The one who has done the most to restore me to reason is a small friend whose image I am sending you. This comrade with the jauntily held beak, steeply rising forehead, and eye of a know-it-all is called the arbour bird. You have surely heard him somewhere because he likes to nest in the thickets of gardens or parks everywhere, you simply haven’t noticed him, just as people for the most part pass by the loveliest things in life without paying attention. 
This bird is quite an oddball. He doesn’t sing just one song or one melody, like other birds, but he is a public speaker, he holds forth, making his speeches to the garden, and does so with a very loud voice full of dramatic excitement, leaping transitions, and passages of heightened pathos. He brings up the most impossible questions, then hurries to answer them himself, with nonsense, makes the most daring assertions, heatedly refuting views that no one has stated, charges through wide open doors, then suddenly exclaims in triumph: Immediately after that he solemnly warns everyone who’s willing or not willing to listen: (He has the clever habit of repeating each witty remark twice.) He never grows tired of filling the garden with the most blatant nonsense, and during the stillness that reigns while he’s giving his speeches, one can almost see the other birds exchanging glances and shrugging their shoulders. 
I don’t shrug mine; instead, I laugh every time with joy. 
You see, I know that his foolish chatter is actually the deepest wisdom and that he’s right about everything. 
Hänschen, you have no idea how blue the sky was today! A soft breath of air stirs the bushes like a whispering promise that the cool of evening is coming soon, relieving the heat of the day. Usually before the evening lock-up I go out for another short half-hour to my little flower beds to water them and to walk around in my garden just a bit more. The hour before sunset has a magic all its own. The sun was still hot, but one gladly allowed its slanted rays to burn on one’s neck and cheeks like a kiss. 
In the sky, which was of a trembling, shimmering blue, two towering white cloud formations were piled high, while a very pale half-moon swam between them as though in a dream. 
The swallows had already begun their every-evening’s flight in full company strength and with their sharp, pointy wings snipped the blue silk of space into little bits, shot back and forth, overtaking one another with shrill cries, and disappearing into the dizzying heights. 
I stood with my little watering can dripping in my hand and felt a tremendous yearning to dive up into that damp, shimmering blueness, to bathe in it, to splash around, to let myself dissolve completely in that dew, and disappear. 

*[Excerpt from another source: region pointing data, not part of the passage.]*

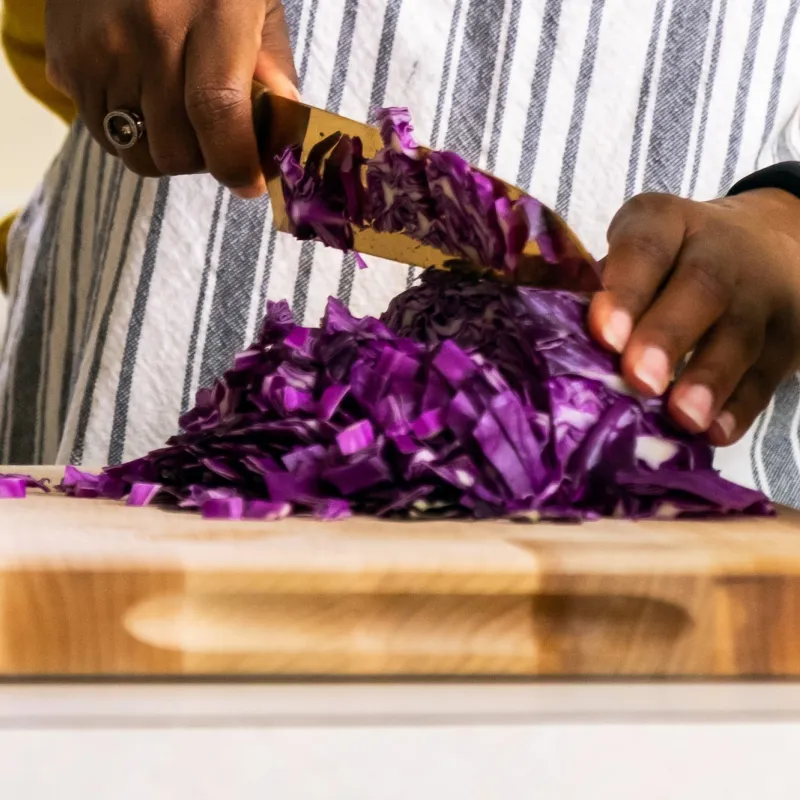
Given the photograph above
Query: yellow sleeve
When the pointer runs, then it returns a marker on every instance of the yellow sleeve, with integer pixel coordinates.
(23, 42)
(22, 34)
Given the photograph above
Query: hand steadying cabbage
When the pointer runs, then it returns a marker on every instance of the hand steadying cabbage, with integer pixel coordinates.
(468, 398)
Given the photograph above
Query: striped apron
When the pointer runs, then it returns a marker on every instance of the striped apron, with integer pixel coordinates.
(127, 294)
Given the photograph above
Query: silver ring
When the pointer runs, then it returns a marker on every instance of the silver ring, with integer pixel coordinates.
(123, 128)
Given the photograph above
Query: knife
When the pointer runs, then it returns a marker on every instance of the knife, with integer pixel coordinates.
(281, 123)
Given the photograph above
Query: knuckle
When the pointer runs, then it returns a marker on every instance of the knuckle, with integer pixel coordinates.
(648, 247)
(648, 202)
(111, 39)
(210, 104)
(710, 277)
(58, 75)
(176, 161)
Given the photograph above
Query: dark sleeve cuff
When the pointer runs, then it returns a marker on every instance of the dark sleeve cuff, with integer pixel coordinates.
(784, 176)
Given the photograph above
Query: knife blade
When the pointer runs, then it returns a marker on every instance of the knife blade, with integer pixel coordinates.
(281, 123)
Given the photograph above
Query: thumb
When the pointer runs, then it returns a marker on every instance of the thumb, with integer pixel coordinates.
(274, 63)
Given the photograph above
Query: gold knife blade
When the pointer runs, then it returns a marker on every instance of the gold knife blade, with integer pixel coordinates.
(281, 122)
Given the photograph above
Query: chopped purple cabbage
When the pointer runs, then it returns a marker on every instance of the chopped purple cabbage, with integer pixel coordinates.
(467, 398)
(434, 197)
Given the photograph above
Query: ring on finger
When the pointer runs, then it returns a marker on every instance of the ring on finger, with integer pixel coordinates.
(124, 128)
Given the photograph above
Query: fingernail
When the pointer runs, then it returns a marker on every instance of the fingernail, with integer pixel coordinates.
(652, 369)
(726, 422)
(617, 329)
(696, 403)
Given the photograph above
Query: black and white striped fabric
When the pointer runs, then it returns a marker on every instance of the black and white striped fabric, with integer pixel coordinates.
(129, 294)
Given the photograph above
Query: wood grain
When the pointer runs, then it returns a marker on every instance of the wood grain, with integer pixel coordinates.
(96, 588)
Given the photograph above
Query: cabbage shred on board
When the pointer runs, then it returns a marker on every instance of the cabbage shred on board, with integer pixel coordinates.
(467, 398)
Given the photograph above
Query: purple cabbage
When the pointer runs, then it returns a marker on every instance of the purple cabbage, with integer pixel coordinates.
(467, 398)
(14, 486)
(434, 197)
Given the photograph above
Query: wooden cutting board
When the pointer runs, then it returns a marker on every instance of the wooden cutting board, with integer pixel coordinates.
(93, 587)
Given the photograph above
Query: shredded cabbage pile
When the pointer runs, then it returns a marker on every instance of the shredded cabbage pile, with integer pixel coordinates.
(468, 398)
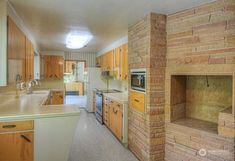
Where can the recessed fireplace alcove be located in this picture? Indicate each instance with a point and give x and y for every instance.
(197, 100)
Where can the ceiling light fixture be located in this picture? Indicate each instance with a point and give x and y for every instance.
(77, 40)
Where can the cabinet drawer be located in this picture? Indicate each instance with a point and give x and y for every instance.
(16, 126)
(137, 101)
(118, 106)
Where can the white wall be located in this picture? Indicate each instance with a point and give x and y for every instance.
(89, 57)
(19, 22)
(36, 67)
(113, 45)
(3, 43)
(58, 53)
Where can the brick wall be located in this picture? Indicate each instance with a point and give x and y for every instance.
(200, 41)
(147, 49)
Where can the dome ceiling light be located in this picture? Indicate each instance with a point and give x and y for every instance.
(77, 40)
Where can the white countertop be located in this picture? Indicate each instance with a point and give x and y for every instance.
(30, 107)
(119, 97)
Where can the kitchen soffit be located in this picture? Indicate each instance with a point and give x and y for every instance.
(108, 20)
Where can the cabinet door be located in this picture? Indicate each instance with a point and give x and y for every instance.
(57, 98)
(112, 121)
(16, 146)
(118, 129)
(124, 62)
(117, 63)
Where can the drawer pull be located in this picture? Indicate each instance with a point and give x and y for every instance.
(25, 138)
(9, 126)
(137, 100)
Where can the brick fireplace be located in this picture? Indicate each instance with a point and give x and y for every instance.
(147, 49)
(200, 83)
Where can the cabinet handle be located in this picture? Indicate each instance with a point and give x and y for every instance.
(25, 138)
(137, 100)
(8, 126)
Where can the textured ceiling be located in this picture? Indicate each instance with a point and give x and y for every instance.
(51, 20)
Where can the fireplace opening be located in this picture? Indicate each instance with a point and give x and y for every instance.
(197, 100)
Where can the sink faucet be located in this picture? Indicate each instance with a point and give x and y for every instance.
(18, 85)
(30, 84)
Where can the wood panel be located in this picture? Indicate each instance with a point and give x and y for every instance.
(16, 126)
(16, 146)
(57, 97)
(137, 101)
(68, 67)
(53, 67)
(29, 61)
(15, 41)
(75, 86)
(124, 64)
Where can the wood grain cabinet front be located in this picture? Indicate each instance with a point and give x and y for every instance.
(57, 97)
(16, 141)
(137, 101)
(113, 117)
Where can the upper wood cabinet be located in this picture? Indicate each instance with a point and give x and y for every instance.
(57, 97)
(68, 66)
(107, 61)
(52, 66)
(121, 62)
(20, 53)
(115, 60)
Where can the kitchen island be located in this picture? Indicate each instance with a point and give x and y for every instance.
(39, 132)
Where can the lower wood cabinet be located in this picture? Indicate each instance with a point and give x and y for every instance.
(57, 97)
(16, 141)
(113, 117)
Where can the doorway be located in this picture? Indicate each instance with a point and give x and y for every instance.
(74, 82)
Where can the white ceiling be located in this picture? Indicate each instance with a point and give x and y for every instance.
(51, 20)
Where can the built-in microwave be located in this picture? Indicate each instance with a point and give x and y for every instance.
(138, 77)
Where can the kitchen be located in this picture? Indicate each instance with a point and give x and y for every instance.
(124, 80)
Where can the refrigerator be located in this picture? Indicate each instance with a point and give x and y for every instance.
(92, 81)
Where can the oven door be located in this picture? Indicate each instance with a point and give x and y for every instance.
(138, 81)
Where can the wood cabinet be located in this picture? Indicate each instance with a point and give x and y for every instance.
(68, 67)
(106, 112)
(20, 53)
(17, 143)
(113, 117)
(115, 60)
(106, 61)
(124, 63)
(137, 101)
(77, 87)
(53, 67)
(57, 97)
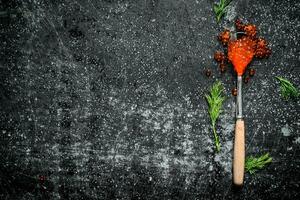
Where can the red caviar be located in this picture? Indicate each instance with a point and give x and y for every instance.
(240, 53)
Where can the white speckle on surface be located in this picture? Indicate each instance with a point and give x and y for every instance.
(286, 131)
(231, 12)
(297, 140)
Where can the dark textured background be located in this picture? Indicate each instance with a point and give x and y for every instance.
(104, 100)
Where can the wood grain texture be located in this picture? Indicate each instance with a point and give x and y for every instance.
(239, 153)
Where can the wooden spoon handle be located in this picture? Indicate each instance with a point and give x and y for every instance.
(239, 153)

Only one thing torments me: that I shouldn’t be enjoying so much beauty all by myself. I want to shout out loud over the walls: Oh please, pay attention to this marvellous day! 
Don’t forget, as busy as you may be, to quickly raise your head and cast a glance at those great silver clouds and that silent blue ocean in which they are swimming. 
Do take notice as well of the air which is heavy with the passionate breath of the last linden blossoms, and take notice of the resplendence and glory that overlie this day, because this day will never, ever come again! 
This day is a gift to you like a rose in full bloom, lying at your feet, waiting for you to pick it up and press it to your lips.